The American film and television industries take advantage of billions of dollars in tax incentives doled out by local governments. Where producers and politicians see investment, Allysia Finley of The Wall Street Journal sees shameless corporate welfare.

What's the Latest?

When the phrase "corporate welfare" gets tossed around, our minds often wander toward "too-big-to-fail" banks and publicly-financed sports stadiums. But what about the fat cats who run Hollywood? Allysia Finley of The Wall Street Journal:

Media companies nab about $1.4 billion annually in tax incentives that 40 states offer for TV and film production, according to a report this year by the California Legislative Analyst's Office. Most provide either rebates or tax credits that offset a percentage of their production costs.

Finley makes sure to point out that The Wolf of Wall Street, a film that disparaged financial greed, had 30% of its post-production and below-the-line costs covered by New York taxpayers. The film grossed $400 million at the world-wide box office on a budget of only $100 million.

What's the Big Idea?

The popular counterargument is that an investment in something like The Wolf of Wall Street brings jobs to New York residents and pays dividends to local businesses. While at least a few outlets seem to support that theory, others believe the return of those investments are more similar to economically disastrous publicly-financed sports stadiums.

Finley's article focuses on the hypocrisy of "Hollywood liberals" who decry corporate greed in their movies and TV shows while at the same time taking public money to fuel their productions. These include The Daily Show with Jon Stewart and Late Night with Jimmy Fallon, who both took advantage in 2010 of subsidies to shoot in North Carolina.

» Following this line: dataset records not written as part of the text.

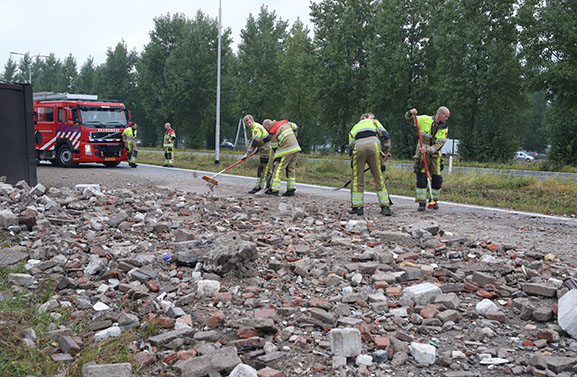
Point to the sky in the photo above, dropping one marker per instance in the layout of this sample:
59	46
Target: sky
89	28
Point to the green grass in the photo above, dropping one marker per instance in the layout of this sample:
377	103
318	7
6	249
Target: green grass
552	196
20	313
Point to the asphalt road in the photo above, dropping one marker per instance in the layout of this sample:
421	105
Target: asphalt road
459	169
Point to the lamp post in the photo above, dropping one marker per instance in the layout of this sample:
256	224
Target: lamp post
30	70
217	130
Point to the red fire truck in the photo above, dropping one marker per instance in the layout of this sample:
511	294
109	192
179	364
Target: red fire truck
74	128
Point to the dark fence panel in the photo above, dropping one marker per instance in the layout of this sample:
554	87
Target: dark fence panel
17	155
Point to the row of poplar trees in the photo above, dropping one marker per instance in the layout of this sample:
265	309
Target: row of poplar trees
507	69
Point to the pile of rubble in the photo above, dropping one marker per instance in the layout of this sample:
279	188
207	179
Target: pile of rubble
248	287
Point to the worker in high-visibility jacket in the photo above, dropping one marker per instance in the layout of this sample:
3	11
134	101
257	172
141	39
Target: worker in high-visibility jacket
434	133
129	139
168	145
260	140
365	149
285	157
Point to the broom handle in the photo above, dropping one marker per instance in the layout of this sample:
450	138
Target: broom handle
233	165
424	158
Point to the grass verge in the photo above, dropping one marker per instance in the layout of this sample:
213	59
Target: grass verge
550	196
20	312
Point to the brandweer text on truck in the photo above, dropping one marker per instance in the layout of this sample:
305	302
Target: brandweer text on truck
76	128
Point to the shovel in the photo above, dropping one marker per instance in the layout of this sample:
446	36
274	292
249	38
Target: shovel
212	179
432	202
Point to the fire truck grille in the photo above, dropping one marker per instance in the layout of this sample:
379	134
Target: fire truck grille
105	136
107	150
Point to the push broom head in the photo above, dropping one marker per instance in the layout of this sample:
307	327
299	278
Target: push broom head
210	180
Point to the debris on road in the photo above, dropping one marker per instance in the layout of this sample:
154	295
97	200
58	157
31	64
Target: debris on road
254	287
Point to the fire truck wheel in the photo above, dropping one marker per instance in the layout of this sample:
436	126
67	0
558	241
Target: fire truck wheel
64	156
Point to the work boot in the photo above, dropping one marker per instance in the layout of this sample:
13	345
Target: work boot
386	211
357	211
271	192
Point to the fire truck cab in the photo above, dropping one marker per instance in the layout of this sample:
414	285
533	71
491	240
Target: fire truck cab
75	128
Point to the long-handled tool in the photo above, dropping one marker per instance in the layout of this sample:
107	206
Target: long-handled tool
212	179
432	202
366	170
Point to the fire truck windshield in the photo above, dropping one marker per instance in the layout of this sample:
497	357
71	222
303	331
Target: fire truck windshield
103	117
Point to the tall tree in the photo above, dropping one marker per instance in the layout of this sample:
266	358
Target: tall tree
47	75
478	76
342	31
537	138
69	74
549	43
168	32
116	78
85	79
190	79
299	90
399	68
24	69
10	70
260	86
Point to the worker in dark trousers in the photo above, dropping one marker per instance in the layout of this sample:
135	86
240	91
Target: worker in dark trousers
168	145
434	131
285	157
260	139
365	149
129	139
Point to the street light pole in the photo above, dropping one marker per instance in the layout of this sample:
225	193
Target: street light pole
30	69
217	131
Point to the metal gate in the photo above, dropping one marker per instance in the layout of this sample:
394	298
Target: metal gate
17	154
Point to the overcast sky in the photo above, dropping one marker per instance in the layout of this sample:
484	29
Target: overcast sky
88	28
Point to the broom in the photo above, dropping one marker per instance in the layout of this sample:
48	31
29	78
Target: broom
432	202
212	179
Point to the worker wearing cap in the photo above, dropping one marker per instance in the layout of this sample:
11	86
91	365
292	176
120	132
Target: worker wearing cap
434	131
168	145
129	139
285	157
260	140
365	149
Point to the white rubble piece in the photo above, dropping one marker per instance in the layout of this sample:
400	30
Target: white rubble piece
346	342
423	293
207	288
83	186
567	314
243	370
111	332
424	354
486	306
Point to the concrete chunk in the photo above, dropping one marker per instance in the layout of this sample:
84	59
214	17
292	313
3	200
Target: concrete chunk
423	353
222	360
539	289
346	342
107	370
423	293
567	314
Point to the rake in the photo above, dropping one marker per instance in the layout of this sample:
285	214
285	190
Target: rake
432	202
212	179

She goes on to recount instances of film and TV producers strong-arming local governments for additional tax credits. House of Cards famously extorted an extra $11.5 million from the state of Maryland to supplement the $26 in tax incentives it initially received for its first two seasons.

The big question is whether these subsidies end up paying off. Finley doesn't think so, and she's got sources that back her:

But as California's Legislative Analyst Office (LAO) has pointed out, "these subsidies give businesses in the motion picture industry an economic advantage that other businesses do not receive." As a result, "all other businesses and taxpayers effectively pay a higher tax rate than they would otherwise." While Hollywood claims these credits pay for themselves by increasing in-state spending and goosing tax revenues, the LAO concluded that each $1 of tax credit returned only 65 cents in revenues to the state.